«O camião desapareceu num sítio chamado Plains. As ruas eram todas em tijolo. Automobilistas em passeio nos seus Mavericks. Havia um tráfego incompreensível enquanto andava à procura de um motel para dormir. Encontrou um que se auto-anunciava como “Um Toque de Veludo – Quartos de Luxo”. Achou que merecia um pouco de veludo. Sentir-se entre veludo era precisamente o que ansiava. Aquele veludo podia ser um refúgio depois da estrada.
Ficou com o quarto mais caro, sem se preocupar se tinha dinheiro suficiente. O quarto tinha um cheiro sintético insuportável. Provavelmente o cheiro dos tapetes limpos e desinfectados. As paredes eram um tufo de veludo vermelho. Os cobertores eram de veludo vermelho. As cadeiras eram de veludo vermelho. Tapetes de veludo vermelho. Lavatório vermelho. Cortinas vermelhas. Todos os vermelhos, o vermelho. Não havia um vermelho menos vermelho do que outro vermelho ou mais vermelho do que o vermelho a seguir. O quarto era uma vingança de veludo vermelho. Fez de conta que estava em casa.

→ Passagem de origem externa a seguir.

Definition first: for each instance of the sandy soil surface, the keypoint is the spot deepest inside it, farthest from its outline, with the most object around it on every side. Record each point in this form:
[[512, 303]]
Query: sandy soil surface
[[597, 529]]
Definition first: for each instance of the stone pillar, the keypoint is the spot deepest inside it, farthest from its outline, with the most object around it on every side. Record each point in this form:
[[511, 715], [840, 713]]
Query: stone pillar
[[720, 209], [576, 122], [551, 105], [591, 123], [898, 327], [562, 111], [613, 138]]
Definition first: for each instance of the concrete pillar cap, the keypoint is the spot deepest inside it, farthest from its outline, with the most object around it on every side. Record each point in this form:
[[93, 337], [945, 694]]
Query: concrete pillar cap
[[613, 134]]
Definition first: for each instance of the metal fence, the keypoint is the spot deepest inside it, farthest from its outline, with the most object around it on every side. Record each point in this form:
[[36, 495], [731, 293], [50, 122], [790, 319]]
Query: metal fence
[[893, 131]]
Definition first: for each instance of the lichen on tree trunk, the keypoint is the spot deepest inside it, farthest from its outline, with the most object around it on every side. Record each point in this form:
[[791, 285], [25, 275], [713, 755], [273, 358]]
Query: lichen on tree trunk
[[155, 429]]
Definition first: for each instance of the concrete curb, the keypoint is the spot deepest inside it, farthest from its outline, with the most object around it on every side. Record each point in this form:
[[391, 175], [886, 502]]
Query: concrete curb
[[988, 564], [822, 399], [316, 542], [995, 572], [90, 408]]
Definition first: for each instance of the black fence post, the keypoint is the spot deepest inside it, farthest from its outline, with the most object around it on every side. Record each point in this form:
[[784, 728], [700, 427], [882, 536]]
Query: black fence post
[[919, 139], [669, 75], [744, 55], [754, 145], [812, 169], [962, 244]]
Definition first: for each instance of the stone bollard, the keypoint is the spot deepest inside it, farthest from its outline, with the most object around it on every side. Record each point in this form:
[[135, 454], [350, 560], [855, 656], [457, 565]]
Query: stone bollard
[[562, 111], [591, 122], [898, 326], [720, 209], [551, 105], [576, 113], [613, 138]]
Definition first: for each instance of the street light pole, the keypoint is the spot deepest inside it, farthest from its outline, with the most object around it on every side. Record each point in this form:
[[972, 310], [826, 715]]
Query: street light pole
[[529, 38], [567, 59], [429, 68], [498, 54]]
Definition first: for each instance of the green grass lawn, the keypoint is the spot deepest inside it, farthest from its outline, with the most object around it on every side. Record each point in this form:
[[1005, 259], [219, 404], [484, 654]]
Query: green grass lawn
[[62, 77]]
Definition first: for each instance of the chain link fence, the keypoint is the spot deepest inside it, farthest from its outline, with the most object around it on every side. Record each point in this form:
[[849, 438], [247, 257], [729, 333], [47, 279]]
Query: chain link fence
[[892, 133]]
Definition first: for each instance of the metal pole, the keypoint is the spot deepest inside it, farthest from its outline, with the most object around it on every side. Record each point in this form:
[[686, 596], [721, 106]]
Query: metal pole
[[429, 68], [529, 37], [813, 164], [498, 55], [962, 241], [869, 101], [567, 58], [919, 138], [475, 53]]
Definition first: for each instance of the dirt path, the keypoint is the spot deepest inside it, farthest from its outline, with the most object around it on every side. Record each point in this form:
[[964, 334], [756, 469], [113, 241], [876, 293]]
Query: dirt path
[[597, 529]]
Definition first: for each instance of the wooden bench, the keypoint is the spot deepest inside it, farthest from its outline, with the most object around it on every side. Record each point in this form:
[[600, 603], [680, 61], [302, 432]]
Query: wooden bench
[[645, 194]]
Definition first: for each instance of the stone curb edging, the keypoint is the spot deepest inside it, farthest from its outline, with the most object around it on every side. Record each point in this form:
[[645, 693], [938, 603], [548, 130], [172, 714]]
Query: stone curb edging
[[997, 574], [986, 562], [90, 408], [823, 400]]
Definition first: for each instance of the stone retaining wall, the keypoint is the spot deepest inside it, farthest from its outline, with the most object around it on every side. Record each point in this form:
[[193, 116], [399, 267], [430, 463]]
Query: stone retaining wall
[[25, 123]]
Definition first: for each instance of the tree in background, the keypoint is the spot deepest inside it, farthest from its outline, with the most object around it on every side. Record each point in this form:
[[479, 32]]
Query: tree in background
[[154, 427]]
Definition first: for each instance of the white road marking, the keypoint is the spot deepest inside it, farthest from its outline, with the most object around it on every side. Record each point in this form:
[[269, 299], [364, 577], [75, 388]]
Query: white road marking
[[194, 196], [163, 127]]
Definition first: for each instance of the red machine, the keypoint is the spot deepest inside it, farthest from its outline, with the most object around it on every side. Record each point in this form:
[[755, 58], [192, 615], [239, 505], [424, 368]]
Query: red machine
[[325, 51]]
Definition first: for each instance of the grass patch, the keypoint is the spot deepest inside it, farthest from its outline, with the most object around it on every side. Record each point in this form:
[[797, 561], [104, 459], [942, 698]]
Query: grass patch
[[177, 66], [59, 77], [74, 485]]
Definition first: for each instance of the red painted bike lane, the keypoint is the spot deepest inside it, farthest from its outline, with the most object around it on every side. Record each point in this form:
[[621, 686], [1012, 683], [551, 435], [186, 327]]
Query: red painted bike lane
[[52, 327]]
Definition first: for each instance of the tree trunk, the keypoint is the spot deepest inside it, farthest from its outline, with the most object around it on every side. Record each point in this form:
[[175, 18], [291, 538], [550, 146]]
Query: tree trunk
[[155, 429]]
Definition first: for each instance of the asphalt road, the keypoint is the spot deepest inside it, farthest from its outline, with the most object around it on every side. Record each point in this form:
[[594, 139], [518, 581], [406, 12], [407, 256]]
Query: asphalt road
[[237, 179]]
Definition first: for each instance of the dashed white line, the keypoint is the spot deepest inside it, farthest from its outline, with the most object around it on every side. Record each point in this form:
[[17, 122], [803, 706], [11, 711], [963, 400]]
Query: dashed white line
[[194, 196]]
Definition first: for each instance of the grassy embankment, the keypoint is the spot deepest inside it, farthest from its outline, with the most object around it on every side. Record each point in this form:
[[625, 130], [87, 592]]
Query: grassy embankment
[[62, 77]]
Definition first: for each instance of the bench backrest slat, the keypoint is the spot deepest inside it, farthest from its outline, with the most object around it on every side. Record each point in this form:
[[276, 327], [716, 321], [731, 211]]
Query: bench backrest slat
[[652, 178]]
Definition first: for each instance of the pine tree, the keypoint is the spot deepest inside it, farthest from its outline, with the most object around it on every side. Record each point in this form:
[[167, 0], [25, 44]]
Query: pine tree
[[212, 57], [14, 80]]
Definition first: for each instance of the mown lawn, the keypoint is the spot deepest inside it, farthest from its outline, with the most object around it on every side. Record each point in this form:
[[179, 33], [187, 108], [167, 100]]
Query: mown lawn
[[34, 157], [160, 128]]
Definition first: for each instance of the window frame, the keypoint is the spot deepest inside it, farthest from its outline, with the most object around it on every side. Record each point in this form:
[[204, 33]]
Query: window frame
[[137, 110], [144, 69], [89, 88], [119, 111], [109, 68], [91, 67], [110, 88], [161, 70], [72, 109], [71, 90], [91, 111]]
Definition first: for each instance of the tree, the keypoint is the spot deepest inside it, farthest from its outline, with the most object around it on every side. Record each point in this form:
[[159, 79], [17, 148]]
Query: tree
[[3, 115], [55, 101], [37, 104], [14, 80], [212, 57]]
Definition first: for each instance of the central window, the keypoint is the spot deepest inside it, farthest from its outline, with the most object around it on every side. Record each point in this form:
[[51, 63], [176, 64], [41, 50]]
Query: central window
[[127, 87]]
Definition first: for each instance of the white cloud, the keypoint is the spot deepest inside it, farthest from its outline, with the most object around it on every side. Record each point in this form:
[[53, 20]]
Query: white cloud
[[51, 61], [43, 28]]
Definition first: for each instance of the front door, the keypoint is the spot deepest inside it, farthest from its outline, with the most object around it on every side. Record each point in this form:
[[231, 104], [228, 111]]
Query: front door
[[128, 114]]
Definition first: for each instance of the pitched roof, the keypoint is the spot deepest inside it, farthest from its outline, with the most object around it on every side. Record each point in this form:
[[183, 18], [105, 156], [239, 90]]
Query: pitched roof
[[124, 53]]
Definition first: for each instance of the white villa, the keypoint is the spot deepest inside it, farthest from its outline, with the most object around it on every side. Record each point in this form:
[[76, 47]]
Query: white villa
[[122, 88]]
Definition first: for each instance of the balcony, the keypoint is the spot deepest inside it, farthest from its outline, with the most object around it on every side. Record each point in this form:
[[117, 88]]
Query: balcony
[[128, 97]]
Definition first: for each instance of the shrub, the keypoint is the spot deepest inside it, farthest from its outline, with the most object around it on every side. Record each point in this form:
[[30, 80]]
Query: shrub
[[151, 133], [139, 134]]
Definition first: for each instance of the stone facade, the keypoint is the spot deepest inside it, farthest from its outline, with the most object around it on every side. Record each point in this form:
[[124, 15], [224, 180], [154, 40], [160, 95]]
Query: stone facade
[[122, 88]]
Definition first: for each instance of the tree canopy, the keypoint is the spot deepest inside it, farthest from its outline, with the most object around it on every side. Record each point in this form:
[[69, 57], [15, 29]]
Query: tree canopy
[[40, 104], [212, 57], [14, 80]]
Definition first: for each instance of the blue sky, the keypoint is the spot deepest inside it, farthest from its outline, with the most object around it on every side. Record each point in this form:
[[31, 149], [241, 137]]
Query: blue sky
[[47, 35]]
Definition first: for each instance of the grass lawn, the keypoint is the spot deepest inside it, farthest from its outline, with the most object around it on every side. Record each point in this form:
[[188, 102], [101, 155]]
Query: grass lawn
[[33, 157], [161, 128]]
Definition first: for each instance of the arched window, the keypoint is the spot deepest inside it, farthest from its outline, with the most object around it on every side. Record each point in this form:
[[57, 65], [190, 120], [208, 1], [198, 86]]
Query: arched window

Ligou a TV. Um pregador pregava em linguagem gestual. Reparou que o gesto para “Jesus” consistia em bater alternadamente nas palmas de cada mão com o dedo do meio, o que fazia pensar nos cravos espetados, na crucificação. Desligou o som e observou atentamente as mãos do pregador. Teve a sensação de que havia linguagem saltando pelo quarto. (“E nenhum dos seus ossos será partido.”)
Adormeceu no chuveiro, de pé. Sonhou com um homem que tinha conhecido em rapaz. Amarrado a um sicómoro. Queimado não se sabe porquê. A árvore ficou com uma incisão negra que acabou por fechar, mostrando no fim uma casca cor-de-rosa. Limpa como queixo de bebé. Quando acordou ainda via o homem. Pensou que lhe estava a cair chuva na cabeça. E o homem flutuava. E as cinzas do corpo do homem escorriam pelo seu rosto abaixo.
(“E nenhum dos seus ossos será partido.”)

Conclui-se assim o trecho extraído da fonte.